A trader counting money after a day's sales. Defaults on mortgages and loans issued to the transport sector crossed the Ksh100 billion mark - a worrying indicator of tough economic times since the onset of the pandemic.
A trader counting money after a day's sales. Defaults on mortgages and loans issued to the transport sector crossed the Ksh100 billion mark - a worrying indicator of tough economic times since the onset of the pandemic. (Photo: Nation Media Group)

The transport and real estate sectors led loan defaults in Kenya over the nine months to December, new data from the Central Bank of Kenya (CBK).

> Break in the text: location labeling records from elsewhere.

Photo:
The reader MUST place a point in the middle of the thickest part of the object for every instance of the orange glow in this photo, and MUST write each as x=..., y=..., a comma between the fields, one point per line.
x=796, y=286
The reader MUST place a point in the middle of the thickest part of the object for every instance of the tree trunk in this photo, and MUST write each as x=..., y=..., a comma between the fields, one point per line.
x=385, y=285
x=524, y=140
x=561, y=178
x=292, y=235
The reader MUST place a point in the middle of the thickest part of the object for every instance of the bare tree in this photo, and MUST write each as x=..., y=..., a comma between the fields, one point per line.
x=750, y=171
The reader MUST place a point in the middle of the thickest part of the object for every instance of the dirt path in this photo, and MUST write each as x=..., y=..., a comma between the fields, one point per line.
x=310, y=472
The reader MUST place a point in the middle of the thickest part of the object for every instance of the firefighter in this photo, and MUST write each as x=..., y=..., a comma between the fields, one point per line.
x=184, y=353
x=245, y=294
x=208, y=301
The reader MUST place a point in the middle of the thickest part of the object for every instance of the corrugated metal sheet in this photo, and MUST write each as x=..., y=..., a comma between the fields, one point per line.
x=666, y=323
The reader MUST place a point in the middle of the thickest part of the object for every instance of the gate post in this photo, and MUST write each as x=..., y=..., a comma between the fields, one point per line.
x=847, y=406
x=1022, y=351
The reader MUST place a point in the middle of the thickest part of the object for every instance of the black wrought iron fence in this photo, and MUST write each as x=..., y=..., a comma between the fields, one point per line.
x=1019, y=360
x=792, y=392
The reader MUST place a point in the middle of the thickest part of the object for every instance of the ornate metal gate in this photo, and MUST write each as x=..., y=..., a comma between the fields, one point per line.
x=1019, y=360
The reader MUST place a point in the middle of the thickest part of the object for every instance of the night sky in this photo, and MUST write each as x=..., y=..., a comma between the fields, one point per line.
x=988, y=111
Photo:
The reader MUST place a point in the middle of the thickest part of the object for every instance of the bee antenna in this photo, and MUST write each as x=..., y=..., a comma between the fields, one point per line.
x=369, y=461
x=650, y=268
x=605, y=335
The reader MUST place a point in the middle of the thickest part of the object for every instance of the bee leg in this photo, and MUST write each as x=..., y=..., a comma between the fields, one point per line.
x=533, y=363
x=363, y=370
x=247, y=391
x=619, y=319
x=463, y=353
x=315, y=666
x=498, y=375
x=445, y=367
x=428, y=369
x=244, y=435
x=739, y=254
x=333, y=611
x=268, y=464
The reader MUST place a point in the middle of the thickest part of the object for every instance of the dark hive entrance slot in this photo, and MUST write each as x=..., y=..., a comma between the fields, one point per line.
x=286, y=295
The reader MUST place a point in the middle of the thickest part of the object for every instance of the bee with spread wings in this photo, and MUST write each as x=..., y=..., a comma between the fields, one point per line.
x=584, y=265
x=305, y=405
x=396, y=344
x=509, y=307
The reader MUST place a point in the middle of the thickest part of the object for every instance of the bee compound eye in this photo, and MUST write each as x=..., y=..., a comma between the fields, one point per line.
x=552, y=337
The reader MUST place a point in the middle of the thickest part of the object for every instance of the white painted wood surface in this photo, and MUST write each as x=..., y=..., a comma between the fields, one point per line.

Defaults on mortgages and loans advanced to the transport sector crossed Ksh100 billion on the back of business closures, job losses, wage cuts and travel restrictions introduced in response to the Covid-19 pandemic. Loans secured through title deeds and vehicle logbooks posted the fastest default growth rates over the period.

Credit companies have in recent times aggressively marketed loan products based on title deeds and logbooks, leading many Kenyans to take up debts.

The cumulative value of loans defaulted by the transport and real estate sectors rose 45.25 per cent between March and December to hit Ksh99.5 billion.

The two industries alone accounted for 46.27 per cent of Ksh67 billion in new bad loans between March and December last year.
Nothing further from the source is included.